Real experts must be annoyed by pundits who pontificate on subjects they know little about. That seems to be the motivation behind two books.
In “Why America is Not a New Rome” Vaclav Smil addresses his pet peeve. The “grand analogy” “could be dismissed as just a fashionable wave of insufficiently informed commenting… or superficial comparisons.” Smil quotes authors from Imperial Rome, discusses other states that have been compared to ancient Rome, and analyzes many comparisons between America and Rome that he feels are superficial, trivial, and misleading. You’ll learn about Rome, America, and punditry. This is a neat read.
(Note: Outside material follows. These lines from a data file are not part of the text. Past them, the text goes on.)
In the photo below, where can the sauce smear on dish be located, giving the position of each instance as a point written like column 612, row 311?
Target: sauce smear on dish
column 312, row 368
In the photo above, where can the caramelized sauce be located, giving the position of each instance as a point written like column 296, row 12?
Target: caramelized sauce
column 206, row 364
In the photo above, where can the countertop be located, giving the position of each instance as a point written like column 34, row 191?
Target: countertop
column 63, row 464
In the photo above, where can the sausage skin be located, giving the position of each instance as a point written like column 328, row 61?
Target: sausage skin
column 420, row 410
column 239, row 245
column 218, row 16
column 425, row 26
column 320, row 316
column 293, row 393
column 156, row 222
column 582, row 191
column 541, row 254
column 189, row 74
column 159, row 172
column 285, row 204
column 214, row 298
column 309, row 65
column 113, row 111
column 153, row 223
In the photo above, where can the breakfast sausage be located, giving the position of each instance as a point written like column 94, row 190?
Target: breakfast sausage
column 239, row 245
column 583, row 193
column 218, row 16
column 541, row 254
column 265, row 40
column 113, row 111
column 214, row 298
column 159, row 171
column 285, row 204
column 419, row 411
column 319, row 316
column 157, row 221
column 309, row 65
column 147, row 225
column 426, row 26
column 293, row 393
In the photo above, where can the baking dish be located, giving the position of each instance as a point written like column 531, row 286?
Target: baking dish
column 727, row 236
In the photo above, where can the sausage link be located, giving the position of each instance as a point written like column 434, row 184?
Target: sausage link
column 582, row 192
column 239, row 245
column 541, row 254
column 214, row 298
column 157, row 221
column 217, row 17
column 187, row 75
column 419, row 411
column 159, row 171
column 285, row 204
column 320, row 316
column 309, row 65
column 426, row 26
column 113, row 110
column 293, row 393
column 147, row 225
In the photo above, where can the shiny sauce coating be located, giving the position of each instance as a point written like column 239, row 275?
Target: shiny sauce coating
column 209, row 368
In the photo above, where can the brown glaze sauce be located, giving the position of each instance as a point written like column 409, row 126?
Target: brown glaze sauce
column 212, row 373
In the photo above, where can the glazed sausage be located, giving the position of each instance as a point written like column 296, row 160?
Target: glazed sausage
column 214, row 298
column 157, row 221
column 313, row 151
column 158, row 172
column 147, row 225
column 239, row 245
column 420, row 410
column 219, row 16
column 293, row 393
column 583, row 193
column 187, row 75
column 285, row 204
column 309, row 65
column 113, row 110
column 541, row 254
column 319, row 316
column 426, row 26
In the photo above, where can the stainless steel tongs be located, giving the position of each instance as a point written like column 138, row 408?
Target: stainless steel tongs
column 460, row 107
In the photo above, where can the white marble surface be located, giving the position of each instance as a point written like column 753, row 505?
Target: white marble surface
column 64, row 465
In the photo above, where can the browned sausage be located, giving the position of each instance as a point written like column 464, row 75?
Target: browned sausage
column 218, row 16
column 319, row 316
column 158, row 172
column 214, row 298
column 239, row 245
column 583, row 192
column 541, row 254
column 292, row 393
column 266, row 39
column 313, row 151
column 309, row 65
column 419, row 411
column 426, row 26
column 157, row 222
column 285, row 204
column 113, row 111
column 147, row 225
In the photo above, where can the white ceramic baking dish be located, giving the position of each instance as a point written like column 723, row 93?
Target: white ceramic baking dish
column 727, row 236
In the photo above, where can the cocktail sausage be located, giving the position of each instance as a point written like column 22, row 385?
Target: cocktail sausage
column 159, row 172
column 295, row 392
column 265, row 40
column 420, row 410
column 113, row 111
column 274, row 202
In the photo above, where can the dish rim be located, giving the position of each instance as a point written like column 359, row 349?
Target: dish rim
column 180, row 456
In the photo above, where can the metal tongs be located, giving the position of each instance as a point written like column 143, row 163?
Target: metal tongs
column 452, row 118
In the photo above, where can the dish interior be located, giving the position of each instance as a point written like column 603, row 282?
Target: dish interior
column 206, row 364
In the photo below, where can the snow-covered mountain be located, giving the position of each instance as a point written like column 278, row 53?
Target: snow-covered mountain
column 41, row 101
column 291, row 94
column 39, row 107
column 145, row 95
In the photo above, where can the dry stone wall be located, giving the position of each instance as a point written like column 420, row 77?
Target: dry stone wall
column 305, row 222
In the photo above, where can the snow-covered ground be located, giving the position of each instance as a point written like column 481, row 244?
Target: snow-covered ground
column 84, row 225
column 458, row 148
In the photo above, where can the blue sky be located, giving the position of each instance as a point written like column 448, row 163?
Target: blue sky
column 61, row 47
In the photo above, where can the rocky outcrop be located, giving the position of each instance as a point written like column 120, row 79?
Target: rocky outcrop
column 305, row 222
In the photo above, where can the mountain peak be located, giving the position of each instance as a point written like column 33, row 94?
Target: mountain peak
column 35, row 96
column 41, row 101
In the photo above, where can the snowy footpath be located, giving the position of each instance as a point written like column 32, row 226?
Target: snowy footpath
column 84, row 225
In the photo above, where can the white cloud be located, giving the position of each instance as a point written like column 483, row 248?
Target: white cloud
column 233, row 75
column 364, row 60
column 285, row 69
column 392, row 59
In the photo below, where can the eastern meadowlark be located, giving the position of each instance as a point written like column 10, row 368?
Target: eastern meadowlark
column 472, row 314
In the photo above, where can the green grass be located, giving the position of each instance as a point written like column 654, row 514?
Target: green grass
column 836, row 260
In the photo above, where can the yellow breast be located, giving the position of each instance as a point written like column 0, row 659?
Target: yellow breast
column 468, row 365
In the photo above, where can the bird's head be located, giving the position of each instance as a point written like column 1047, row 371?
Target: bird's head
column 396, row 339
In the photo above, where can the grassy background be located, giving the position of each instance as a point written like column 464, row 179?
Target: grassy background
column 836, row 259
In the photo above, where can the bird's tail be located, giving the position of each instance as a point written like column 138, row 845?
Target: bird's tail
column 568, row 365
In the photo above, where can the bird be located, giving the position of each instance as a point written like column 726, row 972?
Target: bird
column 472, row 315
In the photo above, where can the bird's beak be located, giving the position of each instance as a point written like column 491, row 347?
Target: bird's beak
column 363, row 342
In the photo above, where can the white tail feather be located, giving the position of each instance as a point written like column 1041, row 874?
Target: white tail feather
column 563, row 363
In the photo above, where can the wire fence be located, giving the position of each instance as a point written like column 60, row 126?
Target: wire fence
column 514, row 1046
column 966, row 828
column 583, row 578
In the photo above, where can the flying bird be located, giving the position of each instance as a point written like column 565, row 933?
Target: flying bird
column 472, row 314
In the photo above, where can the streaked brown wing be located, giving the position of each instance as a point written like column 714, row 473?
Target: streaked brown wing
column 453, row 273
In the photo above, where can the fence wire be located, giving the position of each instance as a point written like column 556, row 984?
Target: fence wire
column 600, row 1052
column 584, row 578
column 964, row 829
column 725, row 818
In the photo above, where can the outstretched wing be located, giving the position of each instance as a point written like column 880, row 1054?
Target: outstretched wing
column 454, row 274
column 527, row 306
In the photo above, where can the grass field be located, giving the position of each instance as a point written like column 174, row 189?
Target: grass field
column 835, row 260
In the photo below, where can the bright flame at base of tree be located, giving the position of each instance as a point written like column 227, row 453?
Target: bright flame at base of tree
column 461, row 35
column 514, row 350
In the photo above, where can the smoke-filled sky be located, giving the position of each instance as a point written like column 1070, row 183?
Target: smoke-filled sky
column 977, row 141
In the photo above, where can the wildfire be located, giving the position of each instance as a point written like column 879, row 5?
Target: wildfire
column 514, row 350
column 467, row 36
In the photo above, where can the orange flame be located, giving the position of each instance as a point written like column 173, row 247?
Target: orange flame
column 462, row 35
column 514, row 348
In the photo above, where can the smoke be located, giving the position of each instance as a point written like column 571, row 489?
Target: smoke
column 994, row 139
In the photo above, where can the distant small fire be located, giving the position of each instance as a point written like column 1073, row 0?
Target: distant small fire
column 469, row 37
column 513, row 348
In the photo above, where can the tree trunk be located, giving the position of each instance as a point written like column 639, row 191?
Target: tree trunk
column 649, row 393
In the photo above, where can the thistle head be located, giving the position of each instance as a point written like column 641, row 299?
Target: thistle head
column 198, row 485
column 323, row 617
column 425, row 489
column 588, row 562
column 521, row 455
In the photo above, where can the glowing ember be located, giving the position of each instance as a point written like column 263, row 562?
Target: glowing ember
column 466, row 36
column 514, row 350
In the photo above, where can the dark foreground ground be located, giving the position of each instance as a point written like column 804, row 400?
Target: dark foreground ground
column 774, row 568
“Taking Economics Seriously” is very short, more of a booklet at thirty nine pages. In it, Dean Baker argues that casting a liberal vs. conservative dispute as “big government” vs. “small government” wrongly casts the debate as a dispute over the extent of regulation. He says liberals and conservatives support different regulations for different goals. Examples include patents and copyrights, which may not be the best way to “promote the Progress of Science and useful Arts” as required by the Constitution; enforcement actions which are seldom acknowledged to be forms of regulation, and high salaries of professionals that reflect their political power rather than a free market. He says that market fundamentalism does not exist. This is also a neat read.
Now when I hear clichés about ancient Rome and free markets, I hope I’ll stop and think.